A experiência mostra que basta uma família disfuncional para transformar a vida no condomínio num inferno. Por este facto é que, há anos atrás, uma família montou um negócio de extorsão que consistia em dar o sinal para um apartamento e depois surgir em todo o seu esplendor de comportamento antissocial. Só restava ao vendedor indemnizar a família no valor do sinal ou ficar com o prédio por vender; enquanto eles partiam para dar o mesmo golpe mais adiante. Estes acontecimentos são sabidos porque acabaram em tribunal.

 

Porém, na verdade ninguém pode escrever com todos os esses e erres o que é um comportamento permitido. Todos nós conhecemos pessoas cujo comportamento não as recomenda e a nossa natural reação é afastarmo-nos delas. Para isso não são necessários regulamentos, nem queixas na polícia. As pessoas tenderão a juntar-se com pessoas com quem têm afinidades. Porém, num prédio em condomínio a convivência é-nos imposta.

 

O problema não é novo. Quando o arrendamento era a forma normal de ter habitação, os senhorios procuravam selecionar os inquilinos de forma a garantir a homogeneidade de comportamento que assegurava a boa paz. Inquilinos rufiões, vizinhas linguarudas e intriguistas, eram de fugir porque quando entravam no prédio acabavam por despejar os outros inquilinos. A situação de inquilino tinha esta vantagem, quando se não gostava da vizinhança era só procurar prédio com melhor vizinhança. O problema resolvia-se espontaneamente e nem havia oportunidade para reportagens no telejornal sobre a “discriminação” de outras culturas, etc, etc…

 

Por mais voltas que se deem e por mais truques de palavras que se procurem o facto que permanece é que a boa paz no condomínio resulta essencialmente da homogeneidade cultural.

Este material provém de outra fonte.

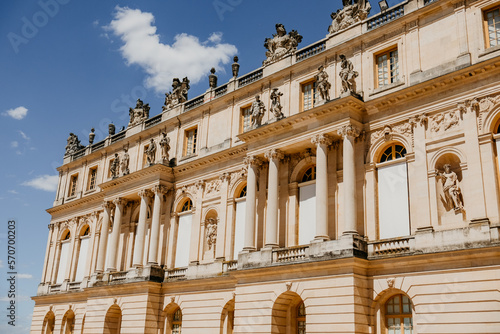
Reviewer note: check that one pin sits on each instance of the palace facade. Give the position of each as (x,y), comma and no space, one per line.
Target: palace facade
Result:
(349,186)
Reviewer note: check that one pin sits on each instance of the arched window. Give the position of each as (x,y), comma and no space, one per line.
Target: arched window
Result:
(227,318)
(393,152)
(307,206)
(113,320)
(393,198)
(309,174)
(64,256)
(68,323)
(83,247)
(243,192)
(177,322)
(187,206)
(301,318)
(48,323)
(398,315)
(183,239)
(239,220)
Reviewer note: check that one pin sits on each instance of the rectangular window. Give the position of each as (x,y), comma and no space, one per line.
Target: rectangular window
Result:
(387,67)
(492,23)
(308,95)
(190,141)
(72,185)
(245,119)
(92,178)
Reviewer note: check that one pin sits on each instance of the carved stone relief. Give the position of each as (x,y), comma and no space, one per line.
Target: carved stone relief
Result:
(444,121)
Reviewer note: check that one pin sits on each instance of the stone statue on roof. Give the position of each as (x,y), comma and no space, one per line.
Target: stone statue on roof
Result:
(178,94)
(354,11)
(138,114)
(281,44)
(73,144)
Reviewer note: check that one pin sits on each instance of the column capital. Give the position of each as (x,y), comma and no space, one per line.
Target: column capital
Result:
(119,201)
(159,189)
(322,139)
(274,154)
(252,160)
(349,130)
(225,177)
(420,119)
(144,193)
(106,205)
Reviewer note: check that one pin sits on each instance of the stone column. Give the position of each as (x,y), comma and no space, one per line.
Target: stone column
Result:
(322,142)
(349,134)
(103,241)
(47,252)
(159,191)
(141,229)
(474,195)
(55,264)
(271,239)
(222,228)
(253,164)
(115,234)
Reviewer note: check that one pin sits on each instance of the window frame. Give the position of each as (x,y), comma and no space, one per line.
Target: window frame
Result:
(387,52)
(89,180)
(401,315)
(244,109)
(187,131)
(487,40)
(73,185)
(313,91)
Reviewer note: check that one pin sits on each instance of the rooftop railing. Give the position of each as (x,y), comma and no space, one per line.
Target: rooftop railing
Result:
(387,16)
(153,121)
(193,103)
(250,77)
(311,50)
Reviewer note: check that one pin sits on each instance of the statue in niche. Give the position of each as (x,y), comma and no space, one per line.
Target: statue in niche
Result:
(276,104)
(211,232)
(257,110)
(322,84)
(235,67)
(111,129)
(165,147)
(354,11)
(151,152)
(91,136)
(451,188)
(178,94)
(124,162)
(212,78)
(113,168)
(139,113)
(281,44)
(73,144)
(347,75)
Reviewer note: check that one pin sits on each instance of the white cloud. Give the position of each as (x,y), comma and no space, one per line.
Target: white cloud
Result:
(186,56)
(24,276)
(16,113)
(24,135)
(44,182)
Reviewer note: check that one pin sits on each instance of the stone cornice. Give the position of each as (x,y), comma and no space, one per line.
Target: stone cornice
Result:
(346,104)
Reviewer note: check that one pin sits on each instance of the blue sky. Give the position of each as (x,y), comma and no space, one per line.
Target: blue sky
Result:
(70,65)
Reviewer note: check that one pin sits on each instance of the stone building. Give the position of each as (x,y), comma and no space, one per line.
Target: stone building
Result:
(349,186)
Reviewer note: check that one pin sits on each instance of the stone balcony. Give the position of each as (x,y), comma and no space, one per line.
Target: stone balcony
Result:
(425,241)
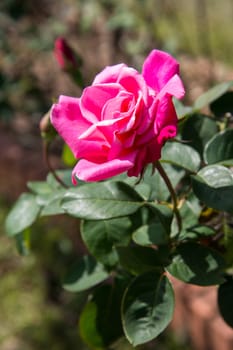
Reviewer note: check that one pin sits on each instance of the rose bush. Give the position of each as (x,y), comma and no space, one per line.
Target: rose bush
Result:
(122,120)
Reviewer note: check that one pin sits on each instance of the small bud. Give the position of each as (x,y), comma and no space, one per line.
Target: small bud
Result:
(64,54)
(46,129)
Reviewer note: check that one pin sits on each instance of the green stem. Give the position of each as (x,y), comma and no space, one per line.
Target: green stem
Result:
(46,146)
(168,183)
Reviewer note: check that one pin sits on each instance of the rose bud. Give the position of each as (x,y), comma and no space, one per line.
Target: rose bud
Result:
(121,122)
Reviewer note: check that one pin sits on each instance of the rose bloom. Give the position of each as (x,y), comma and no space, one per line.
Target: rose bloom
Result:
(121,122)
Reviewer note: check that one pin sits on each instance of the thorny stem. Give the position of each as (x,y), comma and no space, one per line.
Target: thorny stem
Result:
(167,181)
(46,146)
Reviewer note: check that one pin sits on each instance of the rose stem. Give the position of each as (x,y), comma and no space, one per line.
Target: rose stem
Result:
(172,192)
(46,146)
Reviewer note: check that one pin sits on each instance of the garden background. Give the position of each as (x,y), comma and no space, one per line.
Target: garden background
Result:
(35,312)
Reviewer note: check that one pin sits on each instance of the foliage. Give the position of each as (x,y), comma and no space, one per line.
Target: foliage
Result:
(137,235)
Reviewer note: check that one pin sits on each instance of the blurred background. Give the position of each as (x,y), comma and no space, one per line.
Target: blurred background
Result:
(35,313)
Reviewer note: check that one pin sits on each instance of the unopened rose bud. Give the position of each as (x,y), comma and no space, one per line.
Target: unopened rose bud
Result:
(46,128)
(64,54)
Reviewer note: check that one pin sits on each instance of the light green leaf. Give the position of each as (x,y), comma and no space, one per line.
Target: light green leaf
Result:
(99,201)
(211,95)
(220,148)
(152,234)
(86,273)
(22,215)
(102,237)
(181,155)
(100,322)
(197,264)
(137,259)
(213,185)
(147,307)
(197,130)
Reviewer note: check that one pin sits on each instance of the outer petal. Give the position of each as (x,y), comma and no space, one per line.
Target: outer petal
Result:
(174,88)
(158,68)
(166,120)
(109,75)
(67,119)
(89,171)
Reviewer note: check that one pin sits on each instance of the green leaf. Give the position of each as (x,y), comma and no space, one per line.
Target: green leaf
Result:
(99,201)
(223,104)
(22,215)
(52,203)
(181,155)
(85,274)
(23,242)
(181,109)
(189,212)
(101,238)
(220,148)
(100,322)
(197,130)
(197,264)
(156,183)
(147,307)
(212,95)
(65,175)
(196,232)
(225,301)
(152,234)
(137,259)
(163,214)
(213,185)
(39,187)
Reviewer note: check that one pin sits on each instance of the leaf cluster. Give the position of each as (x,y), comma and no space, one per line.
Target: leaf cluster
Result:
(132,235)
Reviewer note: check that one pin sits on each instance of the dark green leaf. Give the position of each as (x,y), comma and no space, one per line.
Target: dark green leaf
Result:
(212,95)
(181,155)
(147,307)
(189,211)
(225,301)
(197,231)
(223,104)
(198,130)
(156,183)
(99,201)
(101,238)
(197,264)
(65,175)
(153,234)
(163,214)
(100,323)
(52,203)
(137,259)
(85,274)
(23,242)
(22,215)
(40,187)
(220,148)
(181,109)
(214,186)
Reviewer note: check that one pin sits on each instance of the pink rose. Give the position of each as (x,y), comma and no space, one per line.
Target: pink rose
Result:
(121,122)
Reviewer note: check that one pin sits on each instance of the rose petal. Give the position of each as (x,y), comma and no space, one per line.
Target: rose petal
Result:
(67,119)
(158,68)
(109,75)
(94,98)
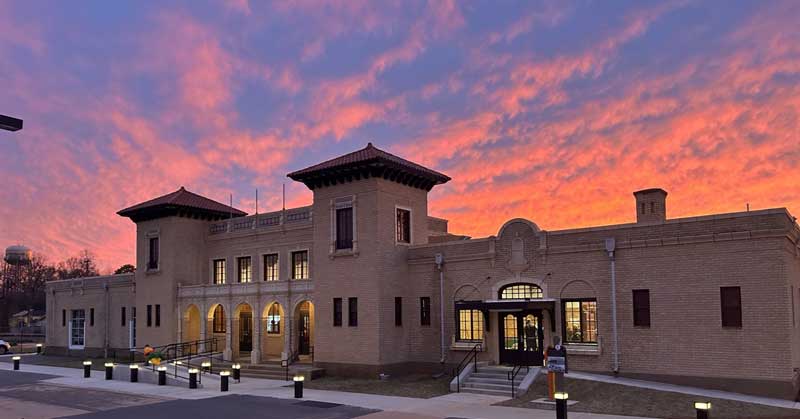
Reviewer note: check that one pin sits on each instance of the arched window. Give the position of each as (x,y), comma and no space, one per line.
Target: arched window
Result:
(219,319)
(274,319)
(520,291)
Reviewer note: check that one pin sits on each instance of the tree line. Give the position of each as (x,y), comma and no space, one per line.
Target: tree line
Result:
(22,287)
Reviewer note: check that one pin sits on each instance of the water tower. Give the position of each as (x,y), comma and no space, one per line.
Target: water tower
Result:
(16,257)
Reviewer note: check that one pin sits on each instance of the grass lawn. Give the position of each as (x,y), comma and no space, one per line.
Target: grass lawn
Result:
(617,399)
(59,361)
(418,385)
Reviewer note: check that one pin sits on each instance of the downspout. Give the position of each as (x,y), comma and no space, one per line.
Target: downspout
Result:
(610,247)
(439,262)
(108,314)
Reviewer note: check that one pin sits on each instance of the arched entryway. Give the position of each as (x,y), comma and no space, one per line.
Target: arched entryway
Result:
(304,330)
(273,327)
(242,333)
(216,327)
(190,327)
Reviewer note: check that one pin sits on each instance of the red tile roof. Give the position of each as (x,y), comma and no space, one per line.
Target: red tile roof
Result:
(182,200)
(368,158)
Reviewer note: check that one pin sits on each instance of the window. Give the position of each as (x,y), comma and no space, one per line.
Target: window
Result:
(641,308)
(520,291)
(398,311)
(218,322)
(219,271)
(580,321)
(271,267)
(403,226)
(352,311)
(470,325)
(245,269)
(425,311)
(344,228)
(274,319)
(77,331)
(152,261)
(300,264)
(731,302)
(337,311)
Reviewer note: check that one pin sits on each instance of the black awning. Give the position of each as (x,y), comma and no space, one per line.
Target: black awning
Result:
(507,305)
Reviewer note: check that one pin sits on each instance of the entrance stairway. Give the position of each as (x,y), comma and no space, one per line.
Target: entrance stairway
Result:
(491,380)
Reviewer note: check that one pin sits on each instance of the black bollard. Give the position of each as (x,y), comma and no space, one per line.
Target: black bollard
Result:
(702,409)
(561,405)
(298,386)
(237,372)
(162,376)
(109,370)
(223,380)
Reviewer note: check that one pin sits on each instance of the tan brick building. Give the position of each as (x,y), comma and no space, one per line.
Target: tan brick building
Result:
(364,281)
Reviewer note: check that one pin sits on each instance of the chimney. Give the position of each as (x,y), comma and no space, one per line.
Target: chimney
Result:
(651,205)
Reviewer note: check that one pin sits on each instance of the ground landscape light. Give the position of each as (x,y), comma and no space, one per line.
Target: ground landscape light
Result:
(702,405)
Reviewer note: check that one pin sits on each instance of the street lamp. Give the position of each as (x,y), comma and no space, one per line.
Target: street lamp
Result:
(9,123)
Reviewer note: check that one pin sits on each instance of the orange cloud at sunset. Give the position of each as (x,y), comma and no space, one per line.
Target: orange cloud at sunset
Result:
(553,113)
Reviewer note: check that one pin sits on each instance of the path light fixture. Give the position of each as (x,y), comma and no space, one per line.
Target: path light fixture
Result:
(702,409)
(237,372)
(134,373)
(87,369)
(298,386)
(561,404)
(109,370)
(193,377)
(224,376)
(162,376)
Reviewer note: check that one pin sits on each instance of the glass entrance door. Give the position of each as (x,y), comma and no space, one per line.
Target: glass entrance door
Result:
(521,338)
(245,332)
(303,333)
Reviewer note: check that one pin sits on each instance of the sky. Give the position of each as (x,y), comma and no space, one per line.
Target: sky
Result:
(555,111)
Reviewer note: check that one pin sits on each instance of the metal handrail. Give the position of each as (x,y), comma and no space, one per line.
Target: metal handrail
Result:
(472,355)
(512,375)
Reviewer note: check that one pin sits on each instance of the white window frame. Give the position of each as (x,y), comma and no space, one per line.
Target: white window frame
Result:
(236,269)
(69,331)
(290,265)
(410,225)
(212,270)
(263,267)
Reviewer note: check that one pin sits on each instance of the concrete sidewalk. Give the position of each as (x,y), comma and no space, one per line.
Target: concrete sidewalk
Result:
(717,394)
(461,405)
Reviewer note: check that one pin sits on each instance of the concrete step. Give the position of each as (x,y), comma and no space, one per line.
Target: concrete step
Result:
(488,380)
(506,393)
(485,386)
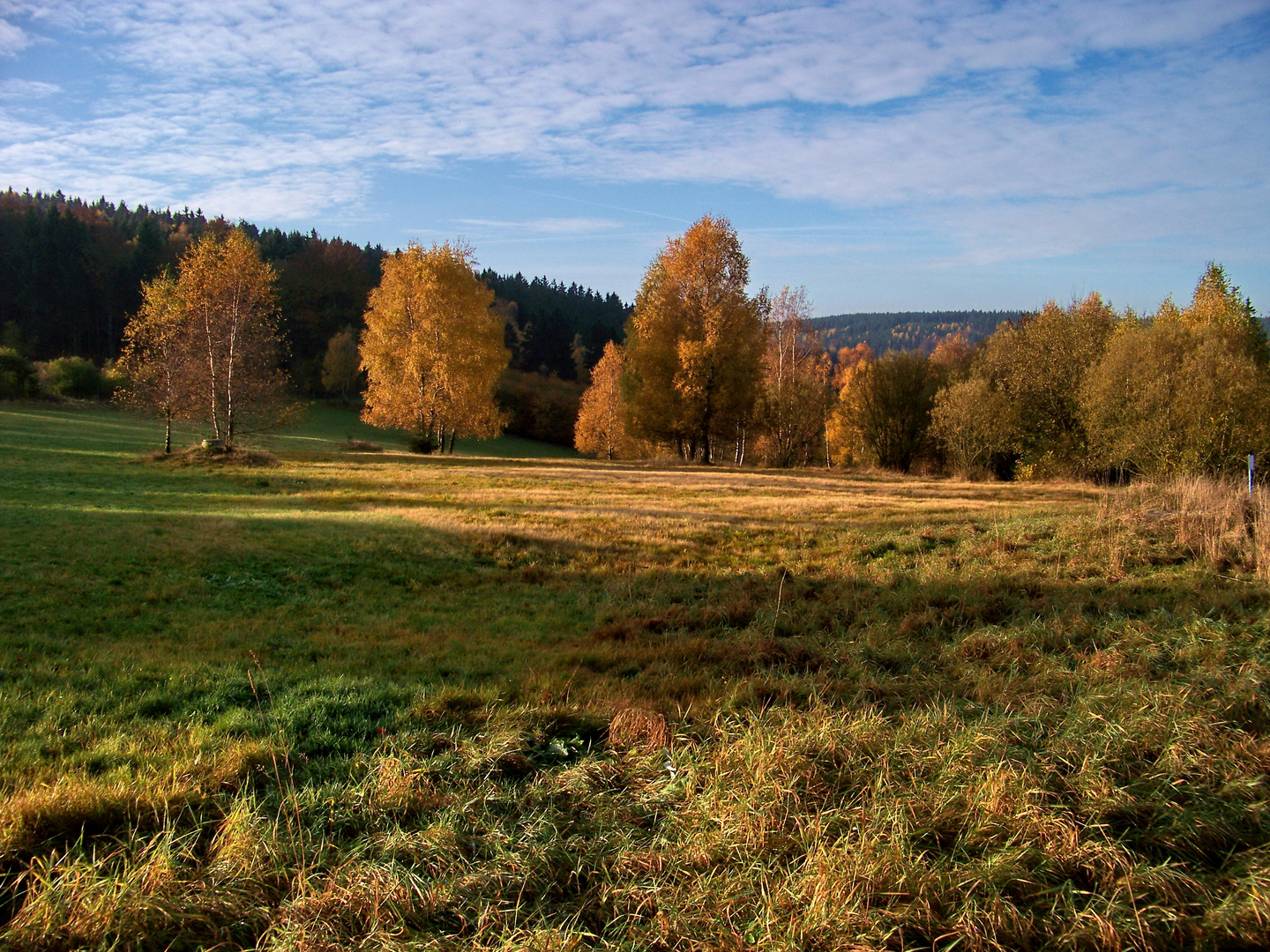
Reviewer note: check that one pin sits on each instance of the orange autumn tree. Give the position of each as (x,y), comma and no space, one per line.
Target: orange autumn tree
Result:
(227,296)
(205,346)
(601,428)
(796,394)
(156,357)
(433,348)
(693,344)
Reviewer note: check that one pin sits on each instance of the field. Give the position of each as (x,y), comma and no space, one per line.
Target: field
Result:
(340,698)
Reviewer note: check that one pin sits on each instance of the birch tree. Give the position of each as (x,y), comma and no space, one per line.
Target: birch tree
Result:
(693,343)
(156,354)
(227,297)
(601,428)
(433,346)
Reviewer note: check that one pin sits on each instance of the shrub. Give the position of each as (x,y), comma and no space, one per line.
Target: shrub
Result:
(422,443)
(75,377)
(17,376)
(973,424)
(888,406)
(1175,398)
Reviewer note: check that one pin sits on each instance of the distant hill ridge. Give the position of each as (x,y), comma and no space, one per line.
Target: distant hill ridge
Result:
(907,331)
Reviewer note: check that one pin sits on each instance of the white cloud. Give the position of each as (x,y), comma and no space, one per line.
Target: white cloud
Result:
(288,108)
(13,40)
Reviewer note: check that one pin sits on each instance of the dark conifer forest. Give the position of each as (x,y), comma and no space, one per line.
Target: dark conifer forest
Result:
(71,273)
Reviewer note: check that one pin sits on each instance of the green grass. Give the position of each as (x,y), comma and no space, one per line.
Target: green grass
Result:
(494,703)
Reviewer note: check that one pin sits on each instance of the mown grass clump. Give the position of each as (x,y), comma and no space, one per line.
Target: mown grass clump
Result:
(404,703)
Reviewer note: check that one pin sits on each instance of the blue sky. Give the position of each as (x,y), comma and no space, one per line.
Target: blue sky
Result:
(886,155)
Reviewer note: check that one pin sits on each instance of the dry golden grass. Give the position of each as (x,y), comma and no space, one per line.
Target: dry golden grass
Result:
(400,703)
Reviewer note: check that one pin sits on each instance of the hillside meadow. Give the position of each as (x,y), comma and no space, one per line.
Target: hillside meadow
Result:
(322,697)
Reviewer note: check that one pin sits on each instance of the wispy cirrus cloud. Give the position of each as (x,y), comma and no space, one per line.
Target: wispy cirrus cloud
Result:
(970,115)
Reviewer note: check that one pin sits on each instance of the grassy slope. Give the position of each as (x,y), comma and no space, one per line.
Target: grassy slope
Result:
(494,703)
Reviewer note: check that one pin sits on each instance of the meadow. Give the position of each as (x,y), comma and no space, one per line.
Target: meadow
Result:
(332,698)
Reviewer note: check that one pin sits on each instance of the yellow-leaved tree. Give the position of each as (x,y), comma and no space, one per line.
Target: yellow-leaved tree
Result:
(205,346)
(433,348)
(693,344)
(796,394)
(227,297)
(601,428)
(156,355)
(342,363)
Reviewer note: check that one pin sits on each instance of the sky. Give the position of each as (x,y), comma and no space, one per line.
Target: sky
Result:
(885,153)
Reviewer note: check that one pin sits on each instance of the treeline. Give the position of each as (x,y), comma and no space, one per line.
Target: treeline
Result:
(709,372)
(554,329)
(71,274)
(907,331)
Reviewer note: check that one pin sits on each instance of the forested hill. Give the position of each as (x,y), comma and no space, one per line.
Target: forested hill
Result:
(71,273)
(554,329)
(907,331)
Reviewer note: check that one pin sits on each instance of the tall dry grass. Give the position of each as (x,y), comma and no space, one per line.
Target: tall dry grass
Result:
(1214,519)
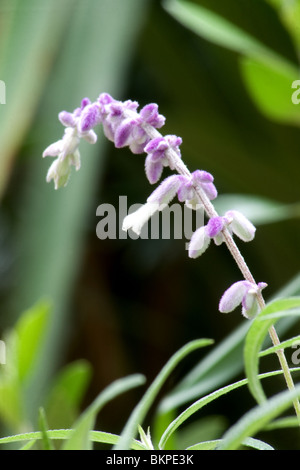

Nos setores mais ricos da sociedade a homogeneidade financeira e a homogeneidade cultural estão geralmente a par. Porém, à medida que vamos para soluções mais baratas, a diversidade cultural começa a manifestar-se. Os conflitos entre vizinhos aumentam em número e em intensidade.

 

Não podemos negar que a mudança modelo de habitação, de mais a mais imposta de cima, tem forçosamente de criar sérios problemas. Não houve tempo para a necessária evolução cultural, nem sequer é evidente que esta mudança de modelo de habitação fosse desejada pelos Portugueses. Em todo o caso, não houve escolha.

 

Porém, o mal está feito e agora é preciso emendar o que for possível de emendar e no resto suportar os erros. Em todo o caso, há de haver muitas famílias que, por uma razão ou outra, estão desejosas de mudar de casa mas não conseguem vender a habitação atual. É aqui que o mercado de arrendamento surge com toda a sua flexibilidade. Uma possibilidade é dar de arrendamento a casa atual e arrendar uma outra. Mas para que isto resulte bem é preciso que o Estado se abstenha de cobrar IRS sobre um rendimento que não é real, assunto que abordaremos num próximo artigo.

 

Para terminar uma observação meramente económica. Se hoje em dia as pessoas não conseguem pagar as prestações de condomínio isso pode dever-se a uma má proporção entre os rendimentos e os custos da habitação. Os prédios de muitos andares necessitam de elevadores que levam a maquia maior nos custos de condomínio. A euforia económica em que se viveu até 2008, até por aqui se vê, não tinha um fundamento sólido.  

 

 

FIM

 

 



[i] Não há tradução exata para Português mas, sem dúvida, neste caso trata-se um borlista que quer viver à custa alheia, e às vezes consegue.